Adding to Brother's stress is the hockey championship; a game is scheduled to determine if his team, the Bear Country Cousins, will go on to a Valentine's Day championship game against their rivals, the fearsome Beartown Bullies. Brother leads the Cousins to victory, earning their place in the championship. Afterwards, Brother becomes infatuated with a bear named Charlene. Brother returns home to find another Valentine from Honey Bear, hoping that Charlene is the true identity of his secret admirer.

Sister Bear notices Brother's card and teases him about it. Brother scoffs at the idea of romance despite Sister's love of the holiday. He goes to scout out the training Bullies in a nearby hockey rink but is caught and intimidated into leaving, particularly by their imposing goalie; and finds a third Valentine that he once again believes is from Charlene.

Meanwhile, after being reminded of the holiday's approach, Papa Bear sets out to build the biggest, best Valentine he can gift Mama Bear. After several harebrained attempts to build an extravagant Valentine, Papa is found by Mama and assured that he doesn’t have to build something so huge to show his love for her.

On Valentine's Day, bears from far and wide gather for the championship game between the Cousins and the Bullies, including Bigpaw, who has been invited by Sister. Brother finds a final Valentine from Honey Bear promising to reveal themselves that afternoon, and becomes too distracted to play with the required aggression. The Cousins look to be routed by the Bullies with Brother unable to break through the Bullies' goalie's defense and growing tired. Brother witnesses Charlene ditching her Cousins flag to cheer for the Bullies instead, enraging Brother who finally finds the spirit to turn the tide and win the game for the Cousins.

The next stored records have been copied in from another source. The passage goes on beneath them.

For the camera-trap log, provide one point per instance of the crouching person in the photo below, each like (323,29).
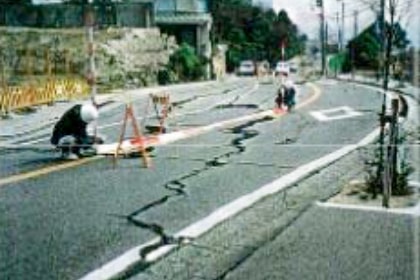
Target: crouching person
(70,132)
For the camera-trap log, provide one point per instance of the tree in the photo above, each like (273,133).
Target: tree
(252,33)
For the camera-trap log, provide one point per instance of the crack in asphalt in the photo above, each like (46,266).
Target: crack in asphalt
(191,99)
(178,188)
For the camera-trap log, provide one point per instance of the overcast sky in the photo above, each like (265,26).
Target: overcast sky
(306,16)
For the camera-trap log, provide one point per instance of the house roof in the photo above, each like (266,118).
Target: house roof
(183,18)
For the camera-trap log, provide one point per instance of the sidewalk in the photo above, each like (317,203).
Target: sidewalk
(280,239)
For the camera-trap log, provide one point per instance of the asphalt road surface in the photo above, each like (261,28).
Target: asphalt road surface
(64,223)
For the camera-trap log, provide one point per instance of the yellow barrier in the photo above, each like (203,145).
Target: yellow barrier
(14,98)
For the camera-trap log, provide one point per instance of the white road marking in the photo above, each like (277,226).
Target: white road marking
(121,263)
(338,113)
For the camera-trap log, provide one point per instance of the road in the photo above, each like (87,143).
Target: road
(64,223)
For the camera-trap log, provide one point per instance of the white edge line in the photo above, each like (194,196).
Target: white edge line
(121,263)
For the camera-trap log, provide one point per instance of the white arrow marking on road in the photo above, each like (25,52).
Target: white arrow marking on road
(120,264)
(338,113)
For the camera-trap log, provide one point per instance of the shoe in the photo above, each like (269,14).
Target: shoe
(70,156)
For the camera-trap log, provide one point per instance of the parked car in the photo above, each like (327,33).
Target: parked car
(293,67)
(246,68)
(282,67)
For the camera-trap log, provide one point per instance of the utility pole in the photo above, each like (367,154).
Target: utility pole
(90,23)
(353,48)
(337,19)
(380,168)
(320,4)
(342,25)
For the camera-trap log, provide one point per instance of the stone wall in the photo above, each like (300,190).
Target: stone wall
(123,56)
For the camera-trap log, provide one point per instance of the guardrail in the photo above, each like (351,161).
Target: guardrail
(17,97)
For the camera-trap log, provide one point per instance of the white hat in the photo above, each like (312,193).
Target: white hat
(88,113)
(289,83)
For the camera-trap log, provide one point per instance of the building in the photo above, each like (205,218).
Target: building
(188,21)
(265,4)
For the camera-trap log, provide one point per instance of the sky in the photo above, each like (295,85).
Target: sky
(307,17)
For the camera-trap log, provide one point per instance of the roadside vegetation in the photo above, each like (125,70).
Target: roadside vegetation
(254,34)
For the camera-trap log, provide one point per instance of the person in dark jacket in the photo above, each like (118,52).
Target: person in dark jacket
(289,95)
(70,132)
(279,97)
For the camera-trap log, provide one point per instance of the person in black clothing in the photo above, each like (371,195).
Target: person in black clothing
(70,132)
(289,95)
(279,99)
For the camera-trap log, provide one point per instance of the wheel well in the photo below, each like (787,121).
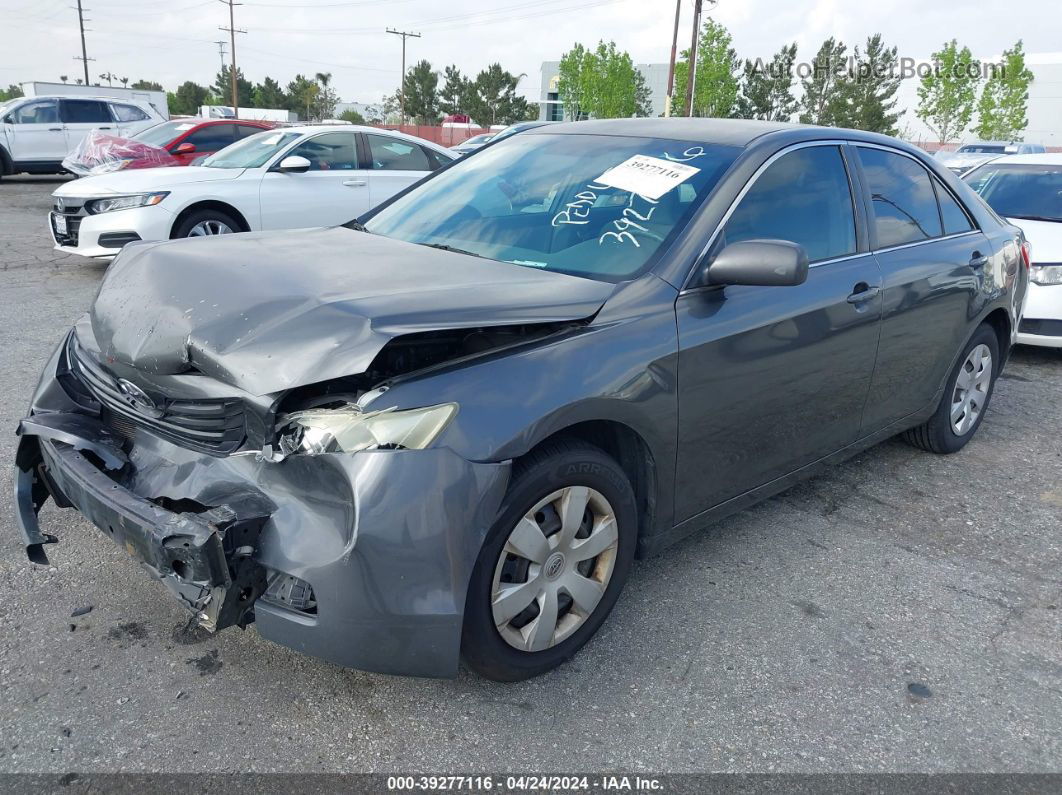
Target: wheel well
(999,322)
(220,206)
(627,447)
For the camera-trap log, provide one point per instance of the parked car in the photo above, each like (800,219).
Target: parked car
(36,133)
(470,144)
(971,155)
(177,142)
(274,179)
(448,427)
(1027,191)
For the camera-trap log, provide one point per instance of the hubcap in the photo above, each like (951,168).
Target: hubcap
(209,227)
(554,568)
(971,390)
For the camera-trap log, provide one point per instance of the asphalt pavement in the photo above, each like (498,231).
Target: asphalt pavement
(897,614)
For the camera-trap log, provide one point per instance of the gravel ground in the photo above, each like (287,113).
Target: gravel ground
(898,614)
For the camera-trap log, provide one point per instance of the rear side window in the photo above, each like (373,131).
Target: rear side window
(85,111)
(392,154)
(904,203)
(952,213)
(803,197)
(45,111)
(211,137)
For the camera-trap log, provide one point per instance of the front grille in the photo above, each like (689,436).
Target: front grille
(213,426)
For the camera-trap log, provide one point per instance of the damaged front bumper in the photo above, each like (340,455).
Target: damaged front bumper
(383,540)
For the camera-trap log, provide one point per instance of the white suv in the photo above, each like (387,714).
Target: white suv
(36,133)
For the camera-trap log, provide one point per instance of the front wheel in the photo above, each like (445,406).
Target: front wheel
(553,564)
(965,398)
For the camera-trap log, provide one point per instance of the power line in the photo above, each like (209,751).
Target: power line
(233,30)
(401,85)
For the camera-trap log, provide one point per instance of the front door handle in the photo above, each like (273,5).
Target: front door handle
(862,293)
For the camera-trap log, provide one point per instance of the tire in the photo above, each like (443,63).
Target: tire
(195,223)
(970,385)
(567,471)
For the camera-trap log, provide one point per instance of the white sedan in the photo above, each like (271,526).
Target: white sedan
(281,178)
(1027,191)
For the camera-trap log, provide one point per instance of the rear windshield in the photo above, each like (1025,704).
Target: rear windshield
(1021,190)
(587,205)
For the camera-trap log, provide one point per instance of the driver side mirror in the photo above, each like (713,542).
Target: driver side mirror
(293,165)
(758,262)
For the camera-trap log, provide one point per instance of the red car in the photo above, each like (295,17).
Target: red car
(176,142)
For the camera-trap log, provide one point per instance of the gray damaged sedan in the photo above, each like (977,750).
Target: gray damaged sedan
(445,432)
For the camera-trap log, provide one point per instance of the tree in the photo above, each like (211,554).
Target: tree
(767,89)
(223,87)
(1001,113)
(268,93)
(301,94)
(869,89)
(493,99)
(821,102)
(715,85)
(948,91)
(187,99)
(421,93)
(454,96)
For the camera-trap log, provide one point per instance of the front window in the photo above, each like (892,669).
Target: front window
(160,135)
(596,206)
(251,153)
(1021,190)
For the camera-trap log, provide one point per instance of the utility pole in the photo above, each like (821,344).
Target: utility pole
(233,30)
(221,53)
(691,76)
(84,55)
(670,71)
(401,84)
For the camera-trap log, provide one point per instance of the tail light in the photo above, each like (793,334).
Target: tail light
(1027,254)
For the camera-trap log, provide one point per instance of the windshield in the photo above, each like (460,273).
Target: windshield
(546,201)
(1021,190)
(252,152)
(163,134)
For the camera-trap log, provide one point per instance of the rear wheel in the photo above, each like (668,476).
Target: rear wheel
(206,223)
(965,398)
(553,564)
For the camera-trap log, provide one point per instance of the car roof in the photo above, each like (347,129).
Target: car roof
(1039,158)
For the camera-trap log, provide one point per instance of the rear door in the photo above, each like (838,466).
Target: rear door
(394,163)
(333,191)
(932,261)
(82,116)
(35,132)
(773,378)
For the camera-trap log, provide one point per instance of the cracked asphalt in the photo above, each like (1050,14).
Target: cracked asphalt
(897,614)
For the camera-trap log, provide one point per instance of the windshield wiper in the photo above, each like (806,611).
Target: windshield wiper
(445,247)
(1037,218)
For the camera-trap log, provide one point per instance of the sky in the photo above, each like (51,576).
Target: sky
(173,40)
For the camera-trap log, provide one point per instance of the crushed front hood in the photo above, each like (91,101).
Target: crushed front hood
(270,311)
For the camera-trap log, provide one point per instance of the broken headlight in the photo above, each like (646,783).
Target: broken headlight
(349,429)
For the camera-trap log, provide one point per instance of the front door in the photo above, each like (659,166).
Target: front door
(333,191)
(773,378)
(35,132)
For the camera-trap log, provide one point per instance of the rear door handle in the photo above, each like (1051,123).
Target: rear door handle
(862,292)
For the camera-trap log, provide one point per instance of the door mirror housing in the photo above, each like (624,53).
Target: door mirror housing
(293,165)
(759,263)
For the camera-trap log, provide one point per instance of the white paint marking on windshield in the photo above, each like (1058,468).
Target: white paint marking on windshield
(647,176)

In the aftermath, Brother is shocked when the goalie for the Bullies reveals themself to be the true identity of Honey Bear, revealing she admires Brother for his prowess at hockey and wants to train with him. Brother accepts, and Honey Bear also introduces Bigpaw to her hulking older sister Bertha, with the two giants forming a bond of friendship. The Bear family, Honey Bear, Bertha, and Bigpaw skate together to celebrate their new bonds of friendship.

==Home media releases==
In 1984, Embassy Home Entertainment released the special on LaserDisc as a double-feature with The Berenstain Bears' Christmas Tree, called A Berenstain Bears Celebration. In 1987, the special was made available on VHS by Embassy Home Entertainment as part of their "Children's Treasures" series. In 1989, the special was distributed on VHS by Kids Klassics. The special was re-released in 1992 by GoodTimes Home Video, in a double-feature with The Berenstain Bears' Christmas Tree. In 2002, the special was released on DVD by GoodTimes, also in a double-feature with The Berenstain Bears' Christmas Tree. In 2008, Sony Wonder also released the special on DVD. In this edition, it was bundled with a few bonus episodes from the 1980s cartoon series.